The Sound of Noise & Silence

Among many things we will remember after the coronavirus pandemic, the world was quieter than normal. When I compared a busy avenue-street intersection in Manhattan before and during the lockdown, I found a 6 decibel (dB) difference, four-fold in amplitude. (The vast range of sound detected by the human ear needs the logarithmic scale.) A lower density of traffic on the ground, underground and overhead was mostly responsible, with contributions from building work, human voices, and so on. In suburbia, it is weed whackers, chainsaws, and trucks that make most of the racket, and sometimes neighbors too! You can check out a noise map for your region and community here.

Human ear and listeningI can’t think of any virtues for noise, though we don’t agree on the main offenders. Objections are sometimes muted by vested interests. Noise is in the ear of the beholder. Sounds that some heads perceive as musical turn others in disdain or even pain. I remember marveling at the virtuosity of nightingales singing through the night in Languedoc. The volume can reach 95 dB, above the threshold of harm for human hearing.

… That thou, light-winged Dryad of the trees

In some melodious plot

Of beechen green, and shadows numberless,

Singest of summer in full-throated ease …

John Keats: Ode to a Nightingale

Music is mostly regarded as the antithesis of noise, but commonly causes hearing loss. Rock music at concerts and through headphones, for instance, but players of classical music are also at risk, especially French horn players, and when did you see them wearing ear protection? A trombone and trumpet can even register around 110 dB.

The world gets ever noisier, affecting mental well-being and wildlife. The background soundscape can swamp bird song and amphibian calls needed for wooing mates and defending territories, and sound from shipping and industry is conducted faster and farther through water, harming marine life. Even national parks can be noisy. I registered 65 dB at a car park in Yellowstone and had to hike far from human activity to find a nadir of 30 dB, equivalent to a soft whisper from signing leaves and boughs in still air.

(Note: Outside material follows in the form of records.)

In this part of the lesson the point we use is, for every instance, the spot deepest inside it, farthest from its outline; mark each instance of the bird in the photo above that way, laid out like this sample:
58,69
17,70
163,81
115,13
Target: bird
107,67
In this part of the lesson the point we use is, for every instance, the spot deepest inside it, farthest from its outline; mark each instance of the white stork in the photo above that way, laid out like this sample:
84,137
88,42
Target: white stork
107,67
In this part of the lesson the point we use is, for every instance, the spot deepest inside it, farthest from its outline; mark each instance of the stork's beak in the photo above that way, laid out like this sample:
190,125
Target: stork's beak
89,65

We may seek quiet places for peace, but, please, not too quiet. Plunging below 30 dB is strange and uncomfortable, though few people experience it. When I sat in an anechoic chamber in a lab the ringing in my ears was unpleasant, like so much static (tinnitus). Exploring a labyrinthine cave was probably as silent as outer space, but I never noticed discomfort one day deep underground because I was lost and focused on finding a way out! Just as our brains can blot out noise, they can filter out silence too.

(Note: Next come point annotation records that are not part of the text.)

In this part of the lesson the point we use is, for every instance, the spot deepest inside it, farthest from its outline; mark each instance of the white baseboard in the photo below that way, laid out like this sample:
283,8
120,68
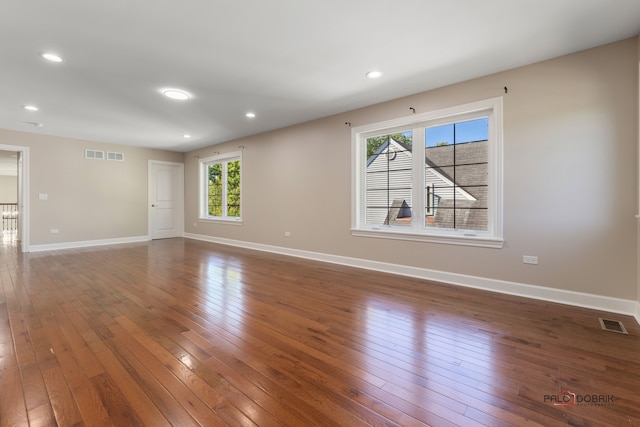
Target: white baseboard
87,243
579,299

While noise irritates, silence is fascinating, even when it makes us feel uncomfortable. When John Cage’s enigmatic 4’33” composition was performed in 1952, the audience heard the soloist close the piano keyboard for the 3 movements. That’s all, except it wasn’t strict silence—someone coughed and there was a ripple as another suppressed a giggle. Some people interviewed afterwards said they felt insulted or cheated, whereas others said it made them watch and listen more intently than usual. I never heard this composition live, although I often listen in solitude or helped by watching dogs teach alertness to everything around, even when they seem to be dozing. May a quieter planet continue to reign after the pandemic.